Pourtant, des observateurs internationaux furent présents aux procès, et il n’y eut pas de coups d’éclat. Les aveux n’étaient que le fruit d’une simple vérité : on ne peut pas avoir raison contre le Parti.
L’une des erreurs de ces procès fut cependant de ne pas avoir compris précisément quand l’activité révolutionnaire de ces renégats se termina, et quand les choses se retournèrent en leur contraire. Au lieu de cela, le manque de compréhension du matérialisme dialectique à l’époque fit qu’on a considéré que les traîtres avaient toujours été des traîtres.
Cependant, les procès montrèrent clairement la nature du trotskysme, devenu le drapeau de ceux qui entendaient liquider physiquement la direction du Parti bolchevik, former des cellules clandestines notamment dans l’armée et profiter d’une guerre pour renverser le régime. Staline devait même être tué en plein congrès, du Parti bolchévik ou de l’Internationale Communiste, afin de former une vague de mobilisation en la faveur du trotskysme.
La conception trotskyste reposait en fait sur la « déclaration Clémenceau » : Trotsky considérait dans ce texte du milieu des années 1920 (par ailleurs jamais traduit en français) que le régime soviétique ferait comme la France pendant la guerre de 1914-1918, en situation de presque défaite : elle appellerait son meilleur élément.
Trotsky pense que la même chose se déroulerait devant la guerre impérialiste rendue inévitable avec l’Allemagne devenue nazie. Parvenu au pouvoir, les trotskystes entendaient ouvrir le pays au capital étranger et abandonner la collectivisation des terres, afin de « renforcer » l’économie, pendant que le prolétariat serait organisé par une sorte de dictature pratiquement terroriste. Ils entendaient maintenir de bonnes relations avec leurs voisins au prix de concessions territoriales, principalement l’Ukraine.
Trotsky se voyait ainsi comme une sorte de Napoléon, qui « sauverait » les acquis de la révolution d’Octobre.

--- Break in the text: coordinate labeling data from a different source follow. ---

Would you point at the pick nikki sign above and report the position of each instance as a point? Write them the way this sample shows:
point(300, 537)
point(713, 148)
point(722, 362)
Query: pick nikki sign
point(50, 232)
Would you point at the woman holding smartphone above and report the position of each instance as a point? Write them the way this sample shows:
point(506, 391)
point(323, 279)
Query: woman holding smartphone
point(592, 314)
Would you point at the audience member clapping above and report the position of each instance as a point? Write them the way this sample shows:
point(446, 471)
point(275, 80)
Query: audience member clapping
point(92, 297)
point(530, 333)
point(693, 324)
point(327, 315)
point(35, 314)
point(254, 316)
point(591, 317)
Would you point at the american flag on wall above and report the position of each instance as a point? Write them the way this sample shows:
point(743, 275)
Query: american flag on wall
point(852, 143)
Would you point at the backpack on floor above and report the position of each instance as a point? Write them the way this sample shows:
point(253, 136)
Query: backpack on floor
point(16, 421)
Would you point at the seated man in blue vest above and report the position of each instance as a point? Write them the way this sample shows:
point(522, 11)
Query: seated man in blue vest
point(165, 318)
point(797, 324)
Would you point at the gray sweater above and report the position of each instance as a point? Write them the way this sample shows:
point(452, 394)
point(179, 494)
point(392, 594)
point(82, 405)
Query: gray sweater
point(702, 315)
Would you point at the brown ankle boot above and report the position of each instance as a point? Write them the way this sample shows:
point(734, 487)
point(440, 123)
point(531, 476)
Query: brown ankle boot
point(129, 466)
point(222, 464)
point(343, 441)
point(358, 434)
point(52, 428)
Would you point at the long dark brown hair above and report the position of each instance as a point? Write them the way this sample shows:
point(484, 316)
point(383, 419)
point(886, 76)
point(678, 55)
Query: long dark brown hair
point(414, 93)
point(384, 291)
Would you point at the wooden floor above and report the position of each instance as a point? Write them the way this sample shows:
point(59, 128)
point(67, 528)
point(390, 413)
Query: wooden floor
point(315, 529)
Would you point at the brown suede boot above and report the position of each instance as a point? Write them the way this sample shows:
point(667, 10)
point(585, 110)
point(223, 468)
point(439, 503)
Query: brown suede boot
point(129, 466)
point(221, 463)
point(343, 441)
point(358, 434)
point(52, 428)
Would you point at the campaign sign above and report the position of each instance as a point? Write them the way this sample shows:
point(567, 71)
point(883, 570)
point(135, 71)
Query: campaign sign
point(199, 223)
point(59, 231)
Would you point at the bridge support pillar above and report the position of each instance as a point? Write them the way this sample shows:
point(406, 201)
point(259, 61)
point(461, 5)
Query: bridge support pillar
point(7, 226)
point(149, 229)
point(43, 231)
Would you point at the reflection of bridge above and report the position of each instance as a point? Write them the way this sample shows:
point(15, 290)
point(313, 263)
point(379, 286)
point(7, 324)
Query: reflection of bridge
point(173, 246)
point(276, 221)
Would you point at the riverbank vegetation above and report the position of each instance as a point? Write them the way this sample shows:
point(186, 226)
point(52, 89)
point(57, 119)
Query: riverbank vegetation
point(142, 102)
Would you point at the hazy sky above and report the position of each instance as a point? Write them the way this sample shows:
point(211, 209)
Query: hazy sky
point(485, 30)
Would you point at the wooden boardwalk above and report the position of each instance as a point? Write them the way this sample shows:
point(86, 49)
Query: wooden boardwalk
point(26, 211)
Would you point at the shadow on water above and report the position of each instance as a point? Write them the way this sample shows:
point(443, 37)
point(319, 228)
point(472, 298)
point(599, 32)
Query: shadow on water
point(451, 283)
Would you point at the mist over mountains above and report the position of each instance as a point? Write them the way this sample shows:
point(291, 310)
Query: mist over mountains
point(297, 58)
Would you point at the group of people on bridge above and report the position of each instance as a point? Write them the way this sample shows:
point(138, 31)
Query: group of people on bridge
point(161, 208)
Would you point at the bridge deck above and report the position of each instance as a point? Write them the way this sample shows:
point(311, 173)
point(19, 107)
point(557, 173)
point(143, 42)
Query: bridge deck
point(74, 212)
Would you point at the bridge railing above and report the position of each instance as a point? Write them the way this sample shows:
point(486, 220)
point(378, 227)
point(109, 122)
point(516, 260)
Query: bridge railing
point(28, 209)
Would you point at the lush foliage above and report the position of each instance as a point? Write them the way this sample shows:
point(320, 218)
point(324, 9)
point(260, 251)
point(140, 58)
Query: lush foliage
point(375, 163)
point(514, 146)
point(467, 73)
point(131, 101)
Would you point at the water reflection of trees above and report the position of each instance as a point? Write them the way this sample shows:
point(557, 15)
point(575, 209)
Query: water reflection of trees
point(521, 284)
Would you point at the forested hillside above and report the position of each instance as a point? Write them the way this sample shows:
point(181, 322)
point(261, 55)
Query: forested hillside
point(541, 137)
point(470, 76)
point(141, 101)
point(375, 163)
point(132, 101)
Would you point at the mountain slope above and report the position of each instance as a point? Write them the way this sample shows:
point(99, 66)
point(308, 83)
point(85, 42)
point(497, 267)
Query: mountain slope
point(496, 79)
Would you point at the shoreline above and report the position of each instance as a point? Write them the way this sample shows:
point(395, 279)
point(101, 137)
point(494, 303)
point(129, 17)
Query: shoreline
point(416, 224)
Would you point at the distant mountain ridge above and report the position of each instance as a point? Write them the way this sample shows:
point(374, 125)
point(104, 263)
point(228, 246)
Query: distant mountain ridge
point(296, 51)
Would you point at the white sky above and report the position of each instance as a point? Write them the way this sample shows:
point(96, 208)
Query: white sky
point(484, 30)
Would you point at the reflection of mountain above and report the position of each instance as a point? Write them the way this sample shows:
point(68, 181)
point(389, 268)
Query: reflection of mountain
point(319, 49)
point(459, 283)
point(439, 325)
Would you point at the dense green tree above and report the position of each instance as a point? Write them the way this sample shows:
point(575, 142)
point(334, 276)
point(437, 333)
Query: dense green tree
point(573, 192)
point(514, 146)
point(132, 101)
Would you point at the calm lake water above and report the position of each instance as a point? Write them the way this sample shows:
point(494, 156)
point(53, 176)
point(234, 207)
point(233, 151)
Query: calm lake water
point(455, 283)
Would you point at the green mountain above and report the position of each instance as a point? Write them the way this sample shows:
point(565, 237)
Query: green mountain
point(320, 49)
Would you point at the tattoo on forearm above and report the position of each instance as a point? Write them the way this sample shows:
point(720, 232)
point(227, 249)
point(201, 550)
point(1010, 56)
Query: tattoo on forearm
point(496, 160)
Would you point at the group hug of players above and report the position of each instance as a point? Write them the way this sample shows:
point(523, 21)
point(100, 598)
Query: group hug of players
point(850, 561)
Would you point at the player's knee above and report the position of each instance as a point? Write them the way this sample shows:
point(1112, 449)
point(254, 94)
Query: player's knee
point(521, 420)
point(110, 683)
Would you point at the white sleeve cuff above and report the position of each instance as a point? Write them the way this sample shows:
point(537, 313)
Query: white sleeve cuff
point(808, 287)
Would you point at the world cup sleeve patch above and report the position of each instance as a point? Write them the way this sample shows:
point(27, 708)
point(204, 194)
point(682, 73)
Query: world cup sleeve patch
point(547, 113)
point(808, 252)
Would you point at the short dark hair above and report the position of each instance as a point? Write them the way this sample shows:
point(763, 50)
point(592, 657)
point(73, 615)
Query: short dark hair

Les différents dirigeants de « l’opposition » rassemblèrent des éléments autour d’eux, dans l’idée d’une « guérilla », puis du terrorisme.
Dans certains cas, comme celui de Karl Radek, ce sont ainsi les contacts qui l’ont amené à s’engager ; au procès de 1937 il déclara ainsi :
« Une direction, une somme de points de vue, est la somme des rapports humains, et on ne peut pas rompre avec une direction, sans rompre avec les gens avec qui on a lutté pour des objectifs hostiles au Parti ».
De fait, l’esprit de « factions » a abouti au terrorisme.